Things get far more interesting when you give an LLM a true Lisp REPL. LLM stops guessing and starts empirically analyzing current state of things and produces working solution faster, costing far less tokens. And you get to watch it solve things interactively, e.g. I often let AI poke through our UI (via Playwright-driven Clojurescript REPL), while monitoring situation in k8s - through nrepl port, connected to Clojure REPL. It literally interactively walks the DOM, finds the selectors, clicks buttons, etc. All without restarts, complex state management and all.
Depends very much on your harness and effective use of tools. For vibe-coding, stick to Python.
It can get good with the right setup. I made Codex work with GToolkit (similarly underrepresented, but technically impressive and a seemingly good fit for LLMs), but it took a lot of tweaking of the project structure, extensive instructions in AGENTS.md, and some custom skills (some borrowed from Gt4Llm, the GT's built-in model harness). Out of the box, it burned tokens and took way too long to implement even basic things.
YMMV - as with everything LLM-related - but I think without a similar setup, an agent instructed to write CL/Clj/Scheme/Racket will have the same issues.
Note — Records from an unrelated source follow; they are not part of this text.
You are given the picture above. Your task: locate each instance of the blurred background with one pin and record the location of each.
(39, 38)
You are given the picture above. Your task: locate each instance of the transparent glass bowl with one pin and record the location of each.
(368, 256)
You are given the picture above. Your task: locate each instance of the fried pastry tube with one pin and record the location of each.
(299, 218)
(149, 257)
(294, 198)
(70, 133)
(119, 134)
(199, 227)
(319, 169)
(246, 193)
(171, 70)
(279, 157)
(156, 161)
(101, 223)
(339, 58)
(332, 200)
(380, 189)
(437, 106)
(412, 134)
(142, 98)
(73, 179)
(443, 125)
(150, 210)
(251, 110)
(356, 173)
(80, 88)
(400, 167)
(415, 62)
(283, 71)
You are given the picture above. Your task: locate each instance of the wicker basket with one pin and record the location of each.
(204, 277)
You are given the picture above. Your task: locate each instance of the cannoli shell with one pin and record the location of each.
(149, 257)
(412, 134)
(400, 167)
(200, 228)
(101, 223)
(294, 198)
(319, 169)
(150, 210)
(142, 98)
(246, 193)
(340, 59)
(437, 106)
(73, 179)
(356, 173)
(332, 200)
It might be better in an established, large project - but starting from an empty Git repo, I suspect you'll have to fight your way to productivity.
Current SOTA models work great with Emacs Lisp and Common Lisp. Giving access to the REPL enables them to do an amazing job but they still work well with Unix input/output static code processing paradigm.
I've found LLMs to be bad at balancing parenthesis. I've also found them to be less likely to hallucinate library types in dynamic languages, they tend to hallucinate arguments to library functions/methods instead.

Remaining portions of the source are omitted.